When a friend struggles, we remind them they are human. When someone makes a mistake, we make room for explanation of context and compassion. We see the pressures they carry, the wounds they may be navigating, and the limits of being human on this journey.
We understand that growth takes time.
But when it comes to ourselves, the tone often changes.
The same grace we extend so freely outward can feel strangely difficult to turn inward. We replay our missteps and revisit decisions we wish we had made differently. We hold ourselves to a quiet standard of perfection that leaves little room for the reality of learning as we go.
We often become our own most harsh and relentless judge.
Yet grace was never meant to stop at the boundary of other people.
In spiritual language, grace is often described as something freely given: unearned, undeserved, and offered anyway. It is not granted because someone has proven their worth. It exists precisely because human beings are imperfect and still worthy of compassion.
If we truly believe that every person carries dignity, value, and even the imprint of the Divine, then that truth must include us as well.

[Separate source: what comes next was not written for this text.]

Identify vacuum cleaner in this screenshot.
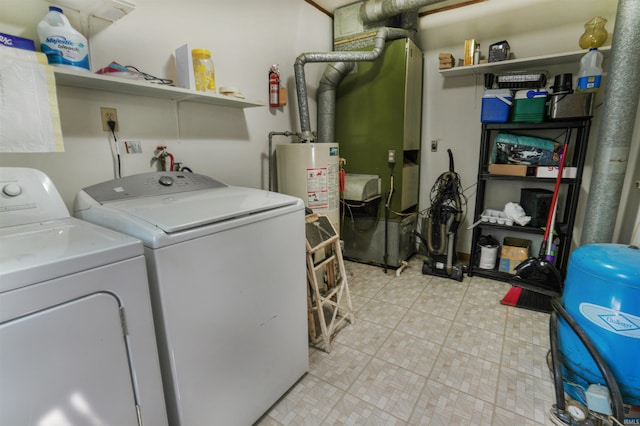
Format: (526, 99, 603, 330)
(548, 243, 640, 425)
(416, 149, 465, 281)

Many of us learned early, though, to measure ourselves by responsibility, strength, or the ability to hold things together. We became dependable. Capable. The one others could rely on. Those qualities can serve us well in the world. However, they can also quietly teach us that grace is something meant for everyone else as we forgive others while continuing to condemn ourselves.
Healing sometimes begins with noticing this imbalance. It begins with recognizing the quiet ways we withhold compassion from our own lives, especially in the way we speak to ourselves in moments of disappointment. The way we assume we should have known better, done better, or been better.
Grace does not erase responsibility or pretend that mistakes do not matter. What grace does is remember that humans are formed through experience, through learning, through trial and error. It makes room for growth instead of demanding perfection.
To offer ourselves grace is not indulgence. It is a recognition that we, too, are human. And perhaps part of the deeper work of healing is learning to include ourselves in the compassion we already extend to others. Not because we have earned it - but because we need it just as much.
Where in your life might you be ready to soften the judgment you carry toward yourself?